Now the Inevitable-A Bounty on Arpaio's Head.

It's troubling but hardly surprising. Now comes this news on Examiner (LA).com that Mexican drug cartels have put a bounty of the head of Maricopa County Sheriff Joe
Arpaio.

http://www.examiner.com/x-35532-Dallas-Political-Buzz-Examiner~y2010m7d30-Arizona-Sheriff-Joes-head-Mexican-drug-cartel-offers-1M--price-for-Arpaio-video

Joe Arpaio (though we never met) is a retired DEA agent like myself. He is older than I, and as I recall, when I began my career in the early 1970s, he was the head of the Mexico City office.

This border issue is much more than just illegal immigrants. It is also about the drugs that flow across our border and the vicious traffickers who have turned the entire border area into a war zone. That aspect gets forgotten a lot in the overall debate.

I hope that all the pro-illegal alien advocates consider this new story. Who are really the bad guys here? It is not the state of Arizona, not Joe Arpaio, and it is not Jan Brewer. (And it is not the majority of the migrants themselves, most of whom come for decent reasons-to work, survive and support their families. We get it.)

However, the criminal aspect of this wave cannot be ignored or swept under the rug. This is not immigration. This is an invasion, and along with the poor workers are gang members, drug dealers and other assorted criminals. And guess who they prey upon primarily? The Mexican and Mexican-American community-including other illegal aliens.
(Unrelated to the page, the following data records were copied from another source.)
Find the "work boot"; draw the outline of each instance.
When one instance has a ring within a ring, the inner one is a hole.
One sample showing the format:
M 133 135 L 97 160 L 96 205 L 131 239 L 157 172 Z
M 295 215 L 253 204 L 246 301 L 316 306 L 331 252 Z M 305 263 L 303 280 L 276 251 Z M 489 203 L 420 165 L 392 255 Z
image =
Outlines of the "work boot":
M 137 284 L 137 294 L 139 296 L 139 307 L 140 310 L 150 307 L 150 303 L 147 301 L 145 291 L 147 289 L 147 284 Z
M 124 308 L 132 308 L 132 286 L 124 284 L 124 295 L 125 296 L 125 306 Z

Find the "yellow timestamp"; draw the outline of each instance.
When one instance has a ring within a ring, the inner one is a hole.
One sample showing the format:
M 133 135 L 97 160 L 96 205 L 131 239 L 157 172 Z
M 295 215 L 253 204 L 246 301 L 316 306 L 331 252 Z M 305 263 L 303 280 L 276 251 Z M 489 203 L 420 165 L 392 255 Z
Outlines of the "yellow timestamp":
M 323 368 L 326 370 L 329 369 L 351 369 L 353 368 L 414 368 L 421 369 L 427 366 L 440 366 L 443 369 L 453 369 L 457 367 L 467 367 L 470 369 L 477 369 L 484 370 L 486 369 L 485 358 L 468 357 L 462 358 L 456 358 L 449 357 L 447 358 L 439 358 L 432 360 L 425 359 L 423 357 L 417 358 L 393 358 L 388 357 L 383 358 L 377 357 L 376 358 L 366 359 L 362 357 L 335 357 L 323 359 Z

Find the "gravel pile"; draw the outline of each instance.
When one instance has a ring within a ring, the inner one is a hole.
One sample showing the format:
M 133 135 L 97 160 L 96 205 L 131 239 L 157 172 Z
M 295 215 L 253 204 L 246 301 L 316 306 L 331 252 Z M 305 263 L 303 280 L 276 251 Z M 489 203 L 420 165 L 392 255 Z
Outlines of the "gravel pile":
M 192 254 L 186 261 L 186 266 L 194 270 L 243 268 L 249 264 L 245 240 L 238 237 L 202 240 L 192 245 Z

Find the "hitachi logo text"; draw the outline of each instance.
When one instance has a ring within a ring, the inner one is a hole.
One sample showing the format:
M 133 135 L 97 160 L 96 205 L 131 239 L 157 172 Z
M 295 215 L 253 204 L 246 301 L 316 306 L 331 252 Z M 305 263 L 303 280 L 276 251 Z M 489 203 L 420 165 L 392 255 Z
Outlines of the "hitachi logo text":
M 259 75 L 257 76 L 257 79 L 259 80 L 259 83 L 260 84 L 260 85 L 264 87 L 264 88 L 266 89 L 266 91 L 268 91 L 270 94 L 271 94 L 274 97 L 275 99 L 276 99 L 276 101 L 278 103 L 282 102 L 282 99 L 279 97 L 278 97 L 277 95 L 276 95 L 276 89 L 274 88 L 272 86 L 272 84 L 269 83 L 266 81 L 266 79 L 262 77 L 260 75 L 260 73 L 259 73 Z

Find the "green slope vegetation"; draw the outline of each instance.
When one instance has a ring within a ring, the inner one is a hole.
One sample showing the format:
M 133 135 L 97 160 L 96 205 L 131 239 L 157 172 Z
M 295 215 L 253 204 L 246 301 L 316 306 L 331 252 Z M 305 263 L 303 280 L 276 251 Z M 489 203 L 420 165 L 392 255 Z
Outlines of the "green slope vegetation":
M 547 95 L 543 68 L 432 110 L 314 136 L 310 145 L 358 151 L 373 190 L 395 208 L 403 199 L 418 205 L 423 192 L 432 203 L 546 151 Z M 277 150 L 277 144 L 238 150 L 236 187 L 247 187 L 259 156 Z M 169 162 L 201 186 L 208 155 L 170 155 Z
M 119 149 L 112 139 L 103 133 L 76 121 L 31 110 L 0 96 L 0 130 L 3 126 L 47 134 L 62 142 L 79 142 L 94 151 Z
One would hope that all those know-nothing activists, mostly from California, who raised Hell in Phoenix this week and hurled abuse toward Arpaio will stop and think about this latest development. You may not realize it, but that is what you are supporting.

2 comments:

Findalis said...

There was a bounty on Nacho's head ($5 million). I wonder who will claim it?

Siarlys Jenkins said...

An interesting merry go round. Let's assume that drug cartels find Arpaio is an obstacle to the free flow of their business. The kind of clowning that gets him his headlines in the U.S. does not include anything that would, but he may do some serious law enforcement work when he's not showing off pink underwear and baloney sandwiches.

In that case, the drug cartels are taking the opportunity to put out this contract at a time when they can pose as heroes of the oppressed masses of hard working undocumented workers in the USA. Cynical, but politics is like that.

Ideally, advocates for these workers, without whom significant portions of the U.S. economy would falter, at least in the short term, would see through this cynical ploy, and denounce the cartels, who do, after all, prey primarily on impoverished Mexicans, on both sides of the border.

That's about as likely to happen as sincere, thoughtful pro-life advocacy groups denouncing Sarah Palin. Politics does, after all, run on a good deal of emotionalism, and a deficit of critical thinking.

Still, we have seen drug cartels threaten the sovereignty of Columbia, Mexico, and now they are testing the United States. So, paraphrasing Voltaire, I may not agree that Arpaio should be re-elected, but I will defend to the death his right to exercise the duties he was elected to exercise, in the teeth of the drug cartels.